Making adjustments on the fly is difficult. Albies didn’t have a chance to just sit down, practice his swing and approach, and then get back into action. He needed to try to figure it out on the job along with, ya know, helping the Braves secure a division title and punch their ticket to the playoffs. That was sort of a big deal so re-working a swing or an approach during the season was like putting duck tape on a big leak. Sure, you might be able to deal with the problem, but it’s still there. You just don’t have the time to work on the issues completely.

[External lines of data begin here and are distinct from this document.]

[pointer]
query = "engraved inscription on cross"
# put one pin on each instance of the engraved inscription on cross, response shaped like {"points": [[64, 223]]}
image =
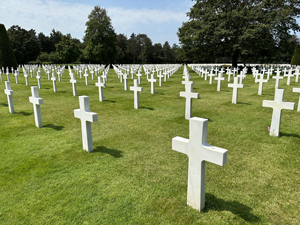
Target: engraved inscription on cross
{"points": [[198, 151]]}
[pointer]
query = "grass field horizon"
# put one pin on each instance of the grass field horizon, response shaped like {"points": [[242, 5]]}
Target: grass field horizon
{"points": [[133, 176]]}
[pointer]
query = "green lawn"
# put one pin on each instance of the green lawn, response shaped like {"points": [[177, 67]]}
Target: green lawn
{"points": [[133, 176]]}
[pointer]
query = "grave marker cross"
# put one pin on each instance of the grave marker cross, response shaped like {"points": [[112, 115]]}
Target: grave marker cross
{"points": [[86, 117], [278, 104], [198, 151]]}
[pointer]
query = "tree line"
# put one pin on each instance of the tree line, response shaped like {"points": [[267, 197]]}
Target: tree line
{"points": [[218, 31]]}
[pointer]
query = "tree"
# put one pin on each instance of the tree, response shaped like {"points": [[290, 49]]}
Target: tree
{"points": [[100, 37], [7, 56], [26, 47], [67, 50], [296, 56], [236, 29]]}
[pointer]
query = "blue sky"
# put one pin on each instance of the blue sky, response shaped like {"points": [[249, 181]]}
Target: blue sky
{"points": [[159, 19]]}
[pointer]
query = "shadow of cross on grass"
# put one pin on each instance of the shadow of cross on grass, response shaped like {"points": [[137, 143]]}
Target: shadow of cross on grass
{"points": [[113, 152], [216, 204]]}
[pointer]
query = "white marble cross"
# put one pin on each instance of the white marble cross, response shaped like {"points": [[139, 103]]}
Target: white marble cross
{"points": [[86, 117], [261, 81], [152, 80], [198, 151], [36, 101], [297, 90], [235, 87], [278, 104], [188, 94], [100, 85], [9, 94], [38, 77], [74, 82], [53, 78], [136, 90], [219, 79], [289, 75], [277, 77], [125, 77]]}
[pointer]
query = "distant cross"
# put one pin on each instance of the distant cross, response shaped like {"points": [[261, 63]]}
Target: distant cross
{"points": [[9, 94], [211, 74], [219, 79], [297, 90], [125, 77], [26, 78], [160, 76], [235, 87], [139, 77], [277, 77], [289, 75], [86, 75], [188, 94], [86, 117], [261, 81], [36, 101], [16, 76], [74, 82], [53, 78], [136, 90], [100, 85], [198, 151], [152, 80], [38, 77], [278, 104]]}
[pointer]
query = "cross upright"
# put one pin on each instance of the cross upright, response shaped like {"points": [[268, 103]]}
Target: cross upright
{"points": [[125, 77], [74, 82], [297, 90], [36, 101], [9, 94], [86, 75], [199, 152], [296, 74], [100, 85], [160, 76], [188, 94], [219, 79], [86, 117], [278, 104], [289, 75], [261, 81], [136, 89], [53, 78], [211, 74], [16, 76], [277, 77], [139, 77], [235, 87], [152, 80]]}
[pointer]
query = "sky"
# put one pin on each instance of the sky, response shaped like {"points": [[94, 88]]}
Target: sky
{"points": [[159, 19]]}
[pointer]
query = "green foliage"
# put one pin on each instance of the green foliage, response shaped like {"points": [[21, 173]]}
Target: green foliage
{"points": [[25, 44], [7, 57], [100, 37], [67, 50], [237, 29], [133, 176], [296, 56]]}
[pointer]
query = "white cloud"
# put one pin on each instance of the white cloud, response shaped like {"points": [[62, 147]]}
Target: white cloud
{"points": [[44, 15]]}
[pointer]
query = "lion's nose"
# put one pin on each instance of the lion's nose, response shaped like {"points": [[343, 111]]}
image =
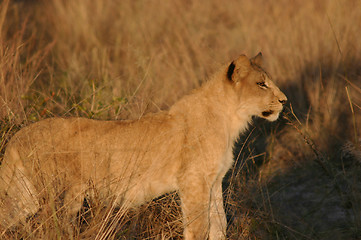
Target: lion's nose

Albies has now had a full offseason to prepare for how pitchers were dealing with him. He had a wealth of video analysis to spot his errors. Hitting coach Kevin Seitzer was just a phone call away. And these are just the basics that help hitters better their game. With the advancements in how to apply biomechanics, swing plane, and other such topics that groups like Driveline offer, there is more available than ever to help players reach their full potential. I don’t know what Albies did over the winter, but I have to imagine he didn’t just take the whole winter off, ate Doritos, and binge-watched You, Fyre Festival, and The Ted Bundy Tapes. But if he did, he should check out Umbrella Academy next.

In the end, Albies is still a pup and maybe it’s too much pressure to put on him to be the x-factor this offense needs in 2019. Just the same, it’s go time. The 2019 Braves can be great. But it can’t all be Freeman, Donaldson, and Acuña shouldering the load. No other player has a shot to be as dynamic as Albies. Can Albies take the step forward the Braves need him to? I sure hope so. Because without the Albies of April and May of 2018, it becomes increasingly difficult for this team to go toe-to-toe with the other big boys in the National League.